А варшавские газеты не забыли их. Через несколько дней после их приезда в «Червонном курьере» появилась обширная статья под названием «Фильмовая история». В ней какой-то господин умудрился опять описать с начала и до конца поездку Натальи в Белград и сделать несколько игривых намеков на ее отношения с доктором и страдания супруги Марии. Статья кончалась словами: «Но напрасно госпожа М. ждет мужа… доктор не вернулся и не вернется».
Они поспешили в Иорданов, где доктор стал усиленно работать над книгой, касающейся метапсихики, под названием «Тайны». Только теперь Наталья поняла, почему доктор поторопился продать «Халянозу» – деньги эти он истратил на издание своего научного труда, который, однако, в католической Польше не имел успеха.
В октябре 1937 года они переехали в Варшаву, сняли квартиру на улице Жимирского, дом 3, где доктор принимал больных и работал в фирме «Венда». Он много работал, а Наталья страдала от одиночества. Однажды она получила от матери письмо, в котором та в довольно таинственных выражениях писала, что познакомилась с каким-то инженером из Петербурга, который спрашивал ее адрес. Она дала его, так как думала, что этот очень умный господин во многом поможет ей. Советовала Наталье жить самостоятельно, намекала на то, что ей не нужен доктор Красовский.
Однажды в отсутствие доктора кто-то позвонил. Домработница сообщила, что какой-то седой как лунь господин желает ее видеть. Она вышла в маленький садик и увидела пожилого, одетого во все черное мужчину, который представился Александром Александровичем Петроконьским, ему было 88 лет. Он поведал, что белградские газеты произвели своими известиями огромное впечатление на него и что он чувствует себя обязанным перед Богом поддерживать всячески «чудесно спасшуюся дочь царя Татьяну».
Наталья сказала, что он ошибается, она – Наталья Меньшова-Радищева и что газеты хорошо посмеялись, но старичок разгорячился, назвал ее глупой.
– Газеты, однако, сомневаются и время от времени пишут о вас, – сказал он. – Но я верю вашей спасительнице Евгении Ивановне Меньшовой, которая, как святая женщина, не может говорить неправду.
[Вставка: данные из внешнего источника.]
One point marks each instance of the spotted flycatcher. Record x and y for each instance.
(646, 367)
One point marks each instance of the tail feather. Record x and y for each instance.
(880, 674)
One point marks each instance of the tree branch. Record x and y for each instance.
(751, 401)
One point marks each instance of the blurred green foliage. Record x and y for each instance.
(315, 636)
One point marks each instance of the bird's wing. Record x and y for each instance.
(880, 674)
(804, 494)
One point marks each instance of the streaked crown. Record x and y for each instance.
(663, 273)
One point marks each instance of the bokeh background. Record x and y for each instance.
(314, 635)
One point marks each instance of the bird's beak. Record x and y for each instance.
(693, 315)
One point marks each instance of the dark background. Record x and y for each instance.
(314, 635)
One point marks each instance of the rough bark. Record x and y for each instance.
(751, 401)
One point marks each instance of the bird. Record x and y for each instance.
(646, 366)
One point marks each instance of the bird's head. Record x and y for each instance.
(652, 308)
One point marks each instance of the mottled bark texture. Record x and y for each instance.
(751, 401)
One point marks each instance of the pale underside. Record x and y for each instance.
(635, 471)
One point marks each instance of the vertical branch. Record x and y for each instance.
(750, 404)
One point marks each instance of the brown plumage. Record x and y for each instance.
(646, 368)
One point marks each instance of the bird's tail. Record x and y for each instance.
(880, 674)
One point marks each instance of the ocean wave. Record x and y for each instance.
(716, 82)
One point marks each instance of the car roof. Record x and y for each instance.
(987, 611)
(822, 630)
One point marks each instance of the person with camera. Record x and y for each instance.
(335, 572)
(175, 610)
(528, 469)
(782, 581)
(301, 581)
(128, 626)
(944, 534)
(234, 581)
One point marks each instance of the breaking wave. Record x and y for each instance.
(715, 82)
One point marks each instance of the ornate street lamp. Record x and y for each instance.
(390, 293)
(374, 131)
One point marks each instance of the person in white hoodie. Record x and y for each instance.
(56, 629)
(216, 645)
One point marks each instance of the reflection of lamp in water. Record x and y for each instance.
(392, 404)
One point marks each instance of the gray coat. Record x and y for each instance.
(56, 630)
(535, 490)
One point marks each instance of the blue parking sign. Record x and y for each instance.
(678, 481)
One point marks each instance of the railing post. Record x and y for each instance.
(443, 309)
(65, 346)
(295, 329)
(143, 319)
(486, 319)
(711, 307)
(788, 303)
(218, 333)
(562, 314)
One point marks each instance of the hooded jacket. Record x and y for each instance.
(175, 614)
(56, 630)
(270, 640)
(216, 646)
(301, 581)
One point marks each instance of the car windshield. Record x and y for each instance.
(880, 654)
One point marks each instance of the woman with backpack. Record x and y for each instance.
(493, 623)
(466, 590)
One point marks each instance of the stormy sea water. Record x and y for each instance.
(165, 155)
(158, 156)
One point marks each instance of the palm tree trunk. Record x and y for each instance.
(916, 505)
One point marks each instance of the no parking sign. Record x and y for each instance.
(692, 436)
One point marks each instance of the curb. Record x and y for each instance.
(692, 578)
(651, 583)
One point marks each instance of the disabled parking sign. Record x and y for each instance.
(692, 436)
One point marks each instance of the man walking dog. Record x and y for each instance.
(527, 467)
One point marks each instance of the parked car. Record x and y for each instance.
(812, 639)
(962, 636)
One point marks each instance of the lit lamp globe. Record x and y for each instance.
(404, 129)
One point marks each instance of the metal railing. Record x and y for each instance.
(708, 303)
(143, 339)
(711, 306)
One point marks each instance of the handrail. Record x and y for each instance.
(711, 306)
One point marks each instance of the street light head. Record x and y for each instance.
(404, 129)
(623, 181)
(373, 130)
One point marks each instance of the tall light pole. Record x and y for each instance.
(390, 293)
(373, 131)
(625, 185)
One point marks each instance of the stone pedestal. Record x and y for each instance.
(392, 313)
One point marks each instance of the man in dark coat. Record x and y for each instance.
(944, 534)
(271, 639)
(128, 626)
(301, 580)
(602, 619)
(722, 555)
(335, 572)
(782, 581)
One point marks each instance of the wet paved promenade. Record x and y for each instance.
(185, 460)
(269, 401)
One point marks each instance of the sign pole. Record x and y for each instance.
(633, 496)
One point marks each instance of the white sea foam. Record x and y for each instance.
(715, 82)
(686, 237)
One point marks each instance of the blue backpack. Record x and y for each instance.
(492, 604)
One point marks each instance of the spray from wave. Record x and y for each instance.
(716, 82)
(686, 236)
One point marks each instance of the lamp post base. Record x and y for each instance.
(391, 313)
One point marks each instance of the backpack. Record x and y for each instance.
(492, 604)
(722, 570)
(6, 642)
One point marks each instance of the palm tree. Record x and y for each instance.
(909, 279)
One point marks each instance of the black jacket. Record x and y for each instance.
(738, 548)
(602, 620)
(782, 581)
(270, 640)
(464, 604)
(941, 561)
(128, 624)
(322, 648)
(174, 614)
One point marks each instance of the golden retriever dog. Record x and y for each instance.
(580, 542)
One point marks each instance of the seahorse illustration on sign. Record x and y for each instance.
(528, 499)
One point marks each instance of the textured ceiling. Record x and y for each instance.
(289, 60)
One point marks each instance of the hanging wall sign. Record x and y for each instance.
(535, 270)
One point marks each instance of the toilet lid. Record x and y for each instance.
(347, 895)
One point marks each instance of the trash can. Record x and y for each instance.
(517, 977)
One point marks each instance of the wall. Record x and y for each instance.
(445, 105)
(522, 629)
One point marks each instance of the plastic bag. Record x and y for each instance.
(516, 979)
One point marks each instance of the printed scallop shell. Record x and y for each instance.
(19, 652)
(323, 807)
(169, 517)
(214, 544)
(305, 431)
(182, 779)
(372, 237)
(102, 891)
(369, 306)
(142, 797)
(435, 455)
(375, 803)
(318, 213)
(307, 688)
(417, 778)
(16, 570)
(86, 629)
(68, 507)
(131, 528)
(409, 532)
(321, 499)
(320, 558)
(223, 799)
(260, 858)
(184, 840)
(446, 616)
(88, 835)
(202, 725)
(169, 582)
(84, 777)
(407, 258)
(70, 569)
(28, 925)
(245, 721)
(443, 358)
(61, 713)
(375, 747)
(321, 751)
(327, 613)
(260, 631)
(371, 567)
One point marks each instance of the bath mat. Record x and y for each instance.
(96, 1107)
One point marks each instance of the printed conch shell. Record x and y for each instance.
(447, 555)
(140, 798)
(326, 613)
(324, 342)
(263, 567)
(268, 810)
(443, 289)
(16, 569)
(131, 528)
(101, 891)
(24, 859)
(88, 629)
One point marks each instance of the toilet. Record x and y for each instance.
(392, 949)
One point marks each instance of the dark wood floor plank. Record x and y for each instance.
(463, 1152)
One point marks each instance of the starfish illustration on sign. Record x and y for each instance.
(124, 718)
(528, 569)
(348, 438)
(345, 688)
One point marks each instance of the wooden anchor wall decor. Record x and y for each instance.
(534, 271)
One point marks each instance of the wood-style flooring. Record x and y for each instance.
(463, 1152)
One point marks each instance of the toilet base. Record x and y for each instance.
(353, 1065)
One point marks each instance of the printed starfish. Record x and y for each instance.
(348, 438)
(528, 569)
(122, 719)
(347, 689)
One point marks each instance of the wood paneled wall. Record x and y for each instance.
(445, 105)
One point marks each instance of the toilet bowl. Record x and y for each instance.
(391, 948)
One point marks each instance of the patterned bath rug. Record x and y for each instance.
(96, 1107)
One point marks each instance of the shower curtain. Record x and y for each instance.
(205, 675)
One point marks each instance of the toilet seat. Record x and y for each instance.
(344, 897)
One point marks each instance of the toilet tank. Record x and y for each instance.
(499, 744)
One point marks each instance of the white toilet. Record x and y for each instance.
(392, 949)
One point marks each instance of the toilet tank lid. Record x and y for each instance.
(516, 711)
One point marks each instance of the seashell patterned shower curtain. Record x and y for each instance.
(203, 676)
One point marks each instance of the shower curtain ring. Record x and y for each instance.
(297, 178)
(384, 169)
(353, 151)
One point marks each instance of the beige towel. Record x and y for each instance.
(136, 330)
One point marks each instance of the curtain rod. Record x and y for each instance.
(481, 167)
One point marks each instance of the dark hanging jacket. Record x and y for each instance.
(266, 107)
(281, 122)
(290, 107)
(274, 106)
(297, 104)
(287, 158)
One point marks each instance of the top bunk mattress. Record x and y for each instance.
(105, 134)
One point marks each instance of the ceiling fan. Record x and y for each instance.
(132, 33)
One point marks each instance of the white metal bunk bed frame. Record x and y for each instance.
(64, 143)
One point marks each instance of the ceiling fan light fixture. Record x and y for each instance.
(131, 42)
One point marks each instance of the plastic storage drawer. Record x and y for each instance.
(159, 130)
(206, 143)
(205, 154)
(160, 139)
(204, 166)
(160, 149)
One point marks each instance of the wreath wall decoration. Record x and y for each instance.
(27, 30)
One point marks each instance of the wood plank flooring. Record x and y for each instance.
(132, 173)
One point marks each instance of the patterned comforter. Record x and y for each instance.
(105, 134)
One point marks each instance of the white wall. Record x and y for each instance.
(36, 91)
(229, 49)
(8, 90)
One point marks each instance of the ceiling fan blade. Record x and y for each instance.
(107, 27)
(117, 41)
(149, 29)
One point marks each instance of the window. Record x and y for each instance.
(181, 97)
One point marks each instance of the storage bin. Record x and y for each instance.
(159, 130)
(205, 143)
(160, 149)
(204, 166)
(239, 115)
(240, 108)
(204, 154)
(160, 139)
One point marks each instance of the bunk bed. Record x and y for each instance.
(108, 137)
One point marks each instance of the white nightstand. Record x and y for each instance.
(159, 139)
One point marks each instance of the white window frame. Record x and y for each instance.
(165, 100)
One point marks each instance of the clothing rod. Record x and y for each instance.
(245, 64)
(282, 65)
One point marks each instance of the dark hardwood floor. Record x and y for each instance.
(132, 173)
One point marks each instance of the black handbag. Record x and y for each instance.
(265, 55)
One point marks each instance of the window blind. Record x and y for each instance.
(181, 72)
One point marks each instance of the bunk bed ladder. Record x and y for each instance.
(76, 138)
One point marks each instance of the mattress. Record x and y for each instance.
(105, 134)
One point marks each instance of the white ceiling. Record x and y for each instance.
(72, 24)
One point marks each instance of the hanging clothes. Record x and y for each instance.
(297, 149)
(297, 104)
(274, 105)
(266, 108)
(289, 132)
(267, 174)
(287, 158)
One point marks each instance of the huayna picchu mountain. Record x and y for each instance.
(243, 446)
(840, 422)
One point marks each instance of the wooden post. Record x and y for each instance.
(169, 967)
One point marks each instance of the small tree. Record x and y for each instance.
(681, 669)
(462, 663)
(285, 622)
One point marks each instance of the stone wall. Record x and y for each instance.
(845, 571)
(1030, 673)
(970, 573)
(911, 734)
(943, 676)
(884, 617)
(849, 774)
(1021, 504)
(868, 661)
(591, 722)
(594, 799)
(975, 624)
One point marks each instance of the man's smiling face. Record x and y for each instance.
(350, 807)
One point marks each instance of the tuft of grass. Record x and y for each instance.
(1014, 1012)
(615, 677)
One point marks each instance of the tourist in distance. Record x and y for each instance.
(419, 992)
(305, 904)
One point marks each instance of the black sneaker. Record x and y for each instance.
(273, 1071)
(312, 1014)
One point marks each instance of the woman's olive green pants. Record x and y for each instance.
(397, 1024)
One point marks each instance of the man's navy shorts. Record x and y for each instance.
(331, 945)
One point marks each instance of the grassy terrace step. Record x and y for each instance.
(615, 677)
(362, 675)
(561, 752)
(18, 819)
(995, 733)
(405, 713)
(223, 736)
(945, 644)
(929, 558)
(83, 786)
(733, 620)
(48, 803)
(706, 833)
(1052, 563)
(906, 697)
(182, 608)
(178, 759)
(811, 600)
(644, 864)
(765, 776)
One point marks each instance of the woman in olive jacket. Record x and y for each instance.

Я верю ей, она мне присягала, что вы дочь царя, Татьяна Романова.
А.А. Петроконьский проживал в Варшаве, на улице Маршалковская, 15, кв. 14. Познакомившись с Натальей, он часто стал бывать у них. Отношение инженера к доктору почему-то после нескольких его посещений испортилось. Они не доверяли друг другу. Доктор почему-то брезгливо относился к инженеру, называя его «святошей». Инженер, в свою очередь, говоря с Натальей наедине, уверял ее, что доктор страдает манией величия. Но несмотря на это, инженер продолжал часто посещать их.
Наталья узнала, что он бывал в Риме, был близок с некоторыми папами. Познакомившись с ней, Петроконьский известил всех знакомых епископов и кардиналов, что Татьяна Романова «чудесно» спаслась.
Не спрашивая ее согласия, он написал его преосвященству митрополиту Львовскому Андрею Шептицкому, который первый откликнулся и написал ей длинное чопорное письмо, в котором назвал ее «боголюбивой и богоспасаемой принцессой Татьяной».
Таким образом, завязалась оживленная переписка с митрополитом графом Шептицким, который вскоре после писем, никогда ее не видя, начал засыпать подарками и через инженера Петроконьского посылать деньги.
В одном из писем митрополит извинился за «непрошеное вмешательство» в ее дела, но подчеркнул, что не считает приличным, чтобы она пользовалась средствами доктора. Кроме того, он вспомнил, что от святой католической церкви-матери никому не стыдно брать. В конце концов, Наталья тоже пришла к убеждению, что лучше иметь свои собственные средства.